Question

Suppose that two defective refrigerators have been included in a shipment of eight refrigerators. The buyer begins to test the eight refrigerators one at a time. Let the random variable Y represent the number of defective refrigerators found after three refrigerators have been tested. Compute the probability distribution of Y.

I did a similar problem to this but worked out a sample space etc. and solved for certain probabilities however what confused me then and what confuses me now is why is the sample space not 2 ^ (8) and rather 8 C 2

Answer 1

It seems that you are trying to apply the logic that since each refrigerator can either be okay or defective (2 options) and there are 8 of them, the total number of possibilities are 2 ^ (8). But as you should be able to observe from the preceding line, it is the set of combinations of all the possibilities (no defective refrigerator to all of them defective). But we have been specifically told that only two of the eight are defective. Thus, the sample space should only consist of the number of elements equal to the number of ways in which 2 refrigerators can be chosen out of 8, i.e. 8C2. Let's try to understand it in a simpler way.

Let D represent defective and O represent okay refrigerators. Then our sample space would be the set of all possible combinations of 2 Ds and 6 Os as given in the problem statement.

1_2 _3 _4 _5 _6 _7 _8 _

The above 8 blank spaces can contain the 2 Ds and 6 Os.
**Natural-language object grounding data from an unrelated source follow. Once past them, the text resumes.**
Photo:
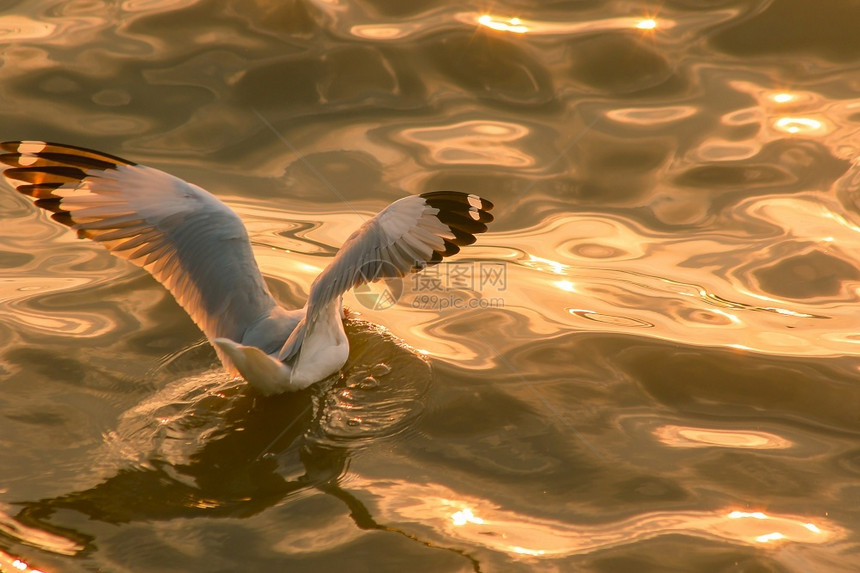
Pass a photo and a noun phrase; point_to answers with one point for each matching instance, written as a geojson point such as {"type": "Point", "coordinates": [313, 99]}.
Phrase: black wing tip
{"type": "Point", "coordinates": [465, 215]}
{"type": "Point", "coordinates": [63, 151]}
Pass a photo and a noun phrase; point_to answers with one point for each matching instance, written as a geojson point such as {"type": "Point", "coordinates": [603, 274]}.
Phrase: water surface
{"type": "Point", "coordinates": [648, 364]}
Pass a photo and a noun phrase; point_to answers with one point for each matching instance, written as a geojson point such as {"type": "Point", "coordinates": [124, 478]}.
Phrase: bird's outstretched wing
{"type": "Point", "coordinates": [191, 242]}
{"type": "Point", "coordinates": [406, 236]}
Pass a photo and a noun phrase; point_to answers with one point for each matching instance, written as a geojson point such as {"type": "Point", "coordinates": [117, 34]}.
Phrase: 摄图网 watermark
{"type": "Point", "coordinates": [457, 285]}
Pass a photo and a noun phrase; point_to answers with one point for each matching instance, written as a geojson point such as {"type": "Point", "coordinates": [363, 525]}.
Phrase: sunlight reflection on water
{"type": "Point", "coordinates": [669, 363]}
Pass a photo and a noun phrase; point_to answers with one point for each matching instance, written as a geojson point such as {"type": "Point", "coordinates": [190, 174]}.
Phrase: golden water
{"type": "Point", "coordinates": [662, 373]}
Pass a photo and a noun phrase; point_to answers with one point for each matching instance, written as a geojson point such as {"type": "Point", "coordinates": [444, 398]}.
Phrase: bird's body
{"type": "Point", "coordinates": [198, 248]}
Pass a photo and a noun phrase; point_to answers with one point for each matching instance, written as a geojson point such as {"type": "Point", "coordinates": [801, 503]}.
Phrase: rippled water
{"type": "Point", "coordinates": [649, 363]}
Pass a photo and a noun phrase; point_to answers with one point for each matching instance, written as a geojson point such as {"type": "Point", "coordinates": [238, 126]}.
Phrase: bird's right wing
{"type": "Point", "coordinates": [406, 236]}
{"type": "Point", "coordinates": [191, 242]}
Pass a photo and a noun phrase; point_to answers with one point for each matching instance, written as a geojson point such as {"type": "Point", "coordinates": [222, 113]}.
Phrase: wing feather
{"type": "Point", "coordinates": [406, 236]}
{"type": "Point", "coordinates": [186, 238]}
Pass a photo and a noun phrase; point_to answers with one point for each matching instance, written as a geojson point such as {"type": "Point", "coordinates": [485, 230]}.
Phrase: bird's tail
{"type": "Point", "coordinates": [263, 372]}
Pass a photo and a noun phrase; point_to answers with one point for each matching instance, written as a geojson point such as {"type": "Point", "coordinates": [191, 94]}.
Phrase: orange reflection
{"type": "Point", "coordinates": [35, 537]}
{"type": "Point", "coordinates": [514, 25]}
{"type": "Point", "coordinates": [804, 125]}
{"type": "Point", "coordinates": [561, 27]}
{"type": "Point", "coordinates": [482, 522]}
{"type": "Point", "coordinates": [690, 437]}
{"type": "Point", "coordinates": [473, 142]}
{"type": "Point", "coordinates": [14, 27]}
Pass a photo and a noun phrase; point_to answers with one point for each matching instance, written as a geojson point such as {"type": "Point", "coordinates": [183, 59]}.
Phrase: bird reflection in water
{"type": "Point", "coordinates": [245, 452]}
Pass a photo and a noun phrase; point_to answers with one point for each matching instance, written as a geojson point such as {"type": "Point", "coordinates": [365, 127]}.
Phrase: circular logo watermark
{"type": "Point", "coordinates": [381, 288]}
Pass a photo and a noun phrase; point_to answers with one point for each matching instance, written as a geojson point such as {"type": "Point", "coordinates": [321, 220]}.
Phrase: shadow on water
{"type": "Point", "coordinates": [203, 447]}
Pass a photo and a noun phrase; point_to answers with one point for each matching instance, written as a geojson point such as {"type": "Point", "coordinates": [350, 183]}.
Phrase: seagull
{"type": "Point", "coordinates": [198, 248]}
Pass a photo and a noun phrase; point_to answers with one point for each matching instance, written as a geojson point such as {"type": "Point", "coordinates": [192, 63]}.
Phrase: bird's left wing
{"type": "Point", "coordinates": [186, 238]}
{"type": "Point", "coordinates": [406, 236]}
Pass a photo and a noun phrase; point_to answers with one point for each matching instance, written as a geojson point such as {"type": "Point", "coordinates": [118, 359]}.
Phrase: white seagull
{"type": "Point", "coordinates": [198, 248]}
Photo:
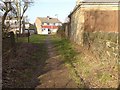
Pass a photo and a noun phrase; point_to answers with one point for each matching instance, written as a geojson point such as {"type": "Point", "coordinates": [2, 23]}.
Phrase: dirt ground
{"type": "Point", "coordinates": [25, 71]}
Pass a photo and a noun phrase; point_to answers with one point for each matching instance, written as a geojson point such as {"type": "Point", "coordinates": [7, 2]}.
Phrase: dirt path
{"type": "Point", "coordinates": [57, 75]}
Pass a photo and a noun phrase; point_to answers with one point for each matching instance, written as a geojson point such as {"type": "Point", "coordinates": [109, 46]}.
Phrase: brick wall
{"type": "Point", "coordinates": [97, 30]}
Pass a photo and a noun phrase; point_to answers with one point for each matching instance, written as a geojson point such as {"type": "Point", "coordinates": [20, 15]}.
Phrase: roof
{"type": "Point", "coordinates": [94, 2]}
{"type": "Point", "coordinates": [50, 20]}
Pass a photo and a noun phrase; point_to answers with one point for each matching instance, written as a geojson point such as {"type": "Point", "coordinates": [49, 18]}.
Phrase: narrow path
{"type": "Point", "coordinates": [57, 75]}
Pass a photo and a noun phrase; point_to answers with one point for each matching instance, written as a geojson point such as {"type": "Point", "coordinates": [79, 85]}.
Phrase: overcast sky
{"type": "Point", "coordinates": [43, 8]}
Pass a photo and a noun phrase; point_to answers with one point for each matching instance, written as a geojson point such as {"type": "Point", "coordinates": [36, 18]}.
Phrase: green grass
{"type": "Point", "coordinates": [68, 54]}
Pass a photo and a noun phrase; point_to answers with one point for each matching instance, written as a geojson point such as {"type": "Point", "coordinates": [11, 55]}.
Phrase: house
{"type": "Point", "coordinates": [13, 24]}
{"type": "Point", "coordinates": [47, 25]}
{"type": "Point", "coordinates": [93, 16]}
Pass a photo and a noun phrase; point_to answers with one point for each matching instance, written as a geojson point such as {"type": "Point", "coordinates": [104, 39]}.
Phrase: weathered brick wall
{"type": "Point", "coordinates": [97, 31]}
{"type": "Point", "coordinates": [103, 44]}
{"type": "Point", "coordinates": [101, 20]}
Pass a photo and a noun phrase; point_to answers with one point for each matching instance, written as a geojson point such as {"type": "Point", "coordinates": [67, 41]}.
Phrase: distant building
{"type": "Point", "coordinates": [47, 25]}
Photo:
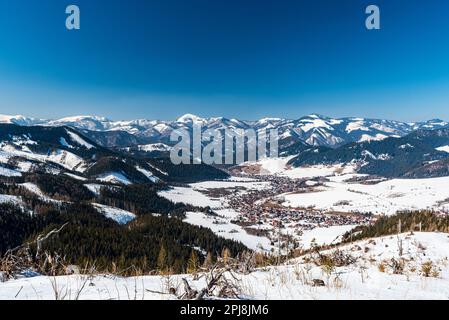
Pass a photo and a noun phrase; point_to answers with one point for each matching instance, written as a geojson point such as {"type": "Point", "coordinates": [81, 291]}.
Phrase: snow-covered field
{"type": "Point", "coordinates": [386, 197]}
{"type": "Point", "coordinates": [280, 166]}
{"type": "Point", "coordinates": [369, 277]}
{"type": "Point", "coordinates": [221, 226]}
{"type": "Point", "coordinates": [118, 215]}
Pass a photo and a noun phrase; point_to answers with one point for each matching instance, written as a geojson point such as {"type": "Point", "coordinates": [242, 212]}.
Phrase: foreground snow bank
{"type": "Point", "coordinates": [370, 276]}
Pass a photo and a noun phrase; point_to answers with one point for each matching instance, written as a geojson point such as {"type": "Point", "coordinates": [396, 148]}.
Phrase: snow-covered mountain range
{"type": "Point", "coordinates": [316, 130]}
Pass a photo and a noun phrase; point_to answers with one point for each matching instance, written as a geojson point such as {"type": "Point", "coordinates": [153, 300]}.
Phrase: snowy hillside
{"type": "Point", "coordinates": [370, 269]}
{"type": "Point", "coordinates": [315, 130]}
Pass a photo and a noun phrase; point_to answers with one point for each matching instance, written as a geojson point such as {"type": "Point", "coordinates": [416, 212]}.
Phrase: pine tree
{"type": "Point", "coordinates": [193, 263]}
{"type": "Point", "coordinates": [162, 260]}
{"type": "Point", "coordinates": [208, 261]}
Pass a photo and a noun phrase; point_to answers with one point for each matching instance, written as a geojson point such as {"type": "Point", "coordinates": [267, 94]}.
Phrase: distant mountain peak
{"type": "Point", "coordinates": [190, 118]}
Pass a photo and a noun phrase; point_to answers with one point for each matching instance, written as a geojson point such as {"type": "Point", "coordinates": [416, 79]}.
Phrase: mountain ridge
{"type": "Point", "coordinates": [314, 129]}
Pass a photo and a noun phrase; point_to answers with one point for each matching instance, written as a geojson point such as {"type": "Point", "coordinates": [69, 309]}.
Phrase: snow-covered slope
{"type": "Point", "coordinates": [371, 272]}
{"type": "Point", "coordinates": [316, 130]}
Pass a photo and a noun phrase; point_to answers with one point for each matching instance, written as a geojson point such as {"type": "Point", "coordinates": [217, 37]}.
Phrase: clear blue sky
{"type": "Point", "coordinates": [246, 59]}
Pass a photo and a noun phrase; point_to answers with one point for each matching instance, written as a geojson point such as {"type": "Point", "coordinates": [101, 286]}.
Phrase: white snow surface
{"type": "Point", "coordinates": [361, 280]}
{"type": "Point", "coordinates": [443, 148]}
{"type": "Point", "coordinates": [114, 177]}
{"type": "Point", "coordinates": [5, 172]}
{"type": "Point", "coordinates": [386, 197]}
{"type": "Point", "coordinates": [118, 215]}
{"type": "Point", "coordinates": [76, 138]}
The 2 Ds can be placed in the 8 blank spaces in 8 C 2 ways. After that, the 6 Os can be placed on the remaining spaces as they are all the same. Thus 8 C 2 is the number of elements in the sample space.
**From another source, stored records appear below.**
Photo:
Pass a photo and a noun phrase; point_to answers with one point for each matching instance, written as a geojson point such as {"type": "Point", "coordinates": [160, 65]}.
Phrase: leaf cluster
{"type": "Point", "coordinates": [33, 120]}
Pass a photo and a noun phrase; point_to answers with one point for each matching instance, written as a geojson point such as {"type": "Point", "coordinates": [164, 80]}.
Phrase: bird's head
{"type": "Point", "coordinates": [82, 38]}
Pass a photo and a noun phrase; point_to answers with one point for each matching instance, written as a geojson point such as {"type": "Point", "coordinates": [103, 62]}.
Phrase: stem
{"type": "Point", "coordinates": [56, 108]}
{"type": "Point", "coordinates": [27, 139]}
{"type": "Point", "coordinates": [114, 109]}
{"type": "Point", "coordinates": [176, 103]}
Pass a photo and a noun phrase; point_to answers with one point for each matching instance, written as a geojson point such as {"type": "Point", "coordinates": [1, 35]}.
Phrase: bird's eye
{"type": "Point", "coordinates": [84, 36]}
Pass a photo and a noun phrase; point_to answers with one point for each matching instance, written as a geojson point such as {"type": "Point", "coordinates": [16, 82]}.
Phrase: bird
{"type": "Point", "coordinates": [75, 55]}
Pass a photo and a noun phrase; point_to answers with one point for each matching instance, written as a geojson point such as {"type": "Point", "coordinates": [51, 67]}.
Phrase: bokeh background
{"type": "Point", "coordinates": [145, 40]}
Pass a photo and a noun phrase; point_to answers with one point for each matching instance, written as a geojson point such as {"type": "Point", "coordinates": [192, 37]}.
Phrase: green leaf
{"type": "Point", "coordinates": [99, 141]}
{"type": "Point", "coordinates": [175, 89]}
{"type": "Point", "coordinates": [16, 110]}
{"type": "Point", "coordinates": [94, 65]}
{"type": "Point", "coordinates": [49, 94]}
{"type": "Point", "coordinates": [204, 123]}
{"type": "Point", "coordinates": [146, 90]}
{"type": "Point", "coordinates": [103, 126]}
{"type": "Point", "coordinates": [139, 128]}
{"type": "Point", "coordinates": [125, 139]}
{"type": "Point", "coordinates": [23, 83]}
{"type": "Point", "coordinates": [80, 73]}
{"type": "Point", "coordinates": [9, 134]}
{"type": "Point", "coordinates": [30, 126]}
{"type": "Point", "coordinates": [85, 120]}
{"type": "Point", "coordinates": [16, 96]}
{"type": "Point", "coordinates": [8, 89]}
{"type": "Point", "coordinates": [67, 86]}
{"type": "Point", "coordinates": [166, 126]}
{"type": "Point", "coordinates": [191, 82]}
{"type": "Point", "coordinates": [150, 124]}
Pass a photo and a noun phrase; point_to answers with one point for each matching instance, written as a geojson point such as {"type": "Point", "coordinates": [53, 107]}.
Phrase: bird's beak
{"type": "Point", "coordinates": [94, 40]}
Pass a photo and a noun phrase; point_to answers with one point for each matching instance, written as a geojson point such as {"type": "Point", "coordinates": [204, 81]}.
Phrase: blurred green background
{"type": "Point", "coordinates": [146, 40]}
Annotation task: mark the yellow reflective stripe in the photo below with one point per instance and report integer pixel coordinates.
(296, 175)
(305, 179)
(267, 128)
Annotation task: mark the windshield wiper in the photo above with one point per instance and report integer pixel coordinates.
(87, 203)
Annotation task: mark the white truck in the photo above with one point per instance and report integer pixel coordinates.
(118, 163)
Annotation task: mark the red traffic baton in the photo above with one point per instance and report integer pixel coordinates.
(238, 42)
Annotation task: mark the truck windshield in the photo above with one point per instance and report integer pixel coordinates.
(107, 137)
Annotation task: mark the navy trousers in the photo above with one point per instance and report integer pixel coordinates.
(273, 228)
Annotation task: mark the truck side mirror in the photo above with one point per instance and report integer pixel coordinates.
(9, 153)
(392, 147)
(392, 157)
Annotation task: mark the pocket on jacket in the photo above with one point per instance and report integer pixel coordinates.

Now, Y is the number of defective refrigerators found after three refrigerators have been tested. Since the maximum value of Y can be 2, Y can take any of the values from {0,1,2}

Y = 0 implies that the combinations are of the form O O O _ _ _ _ _ _, where the five blank spaces must contain the 2 Ds. The number of ways in which it can happen is 5 C 2.

Y = 1 implies that in the first three places, there is 1 D and 2 Os and in the remaining 5 places, there is 1 D and 4 Os. The number of ways in which it can happen is (3 C 1 ) * (5 C 1).

Y = 2 implies that both the 2 Ds are in the first 3 places and the rest are Os. This can happen in 3 C 2 ways.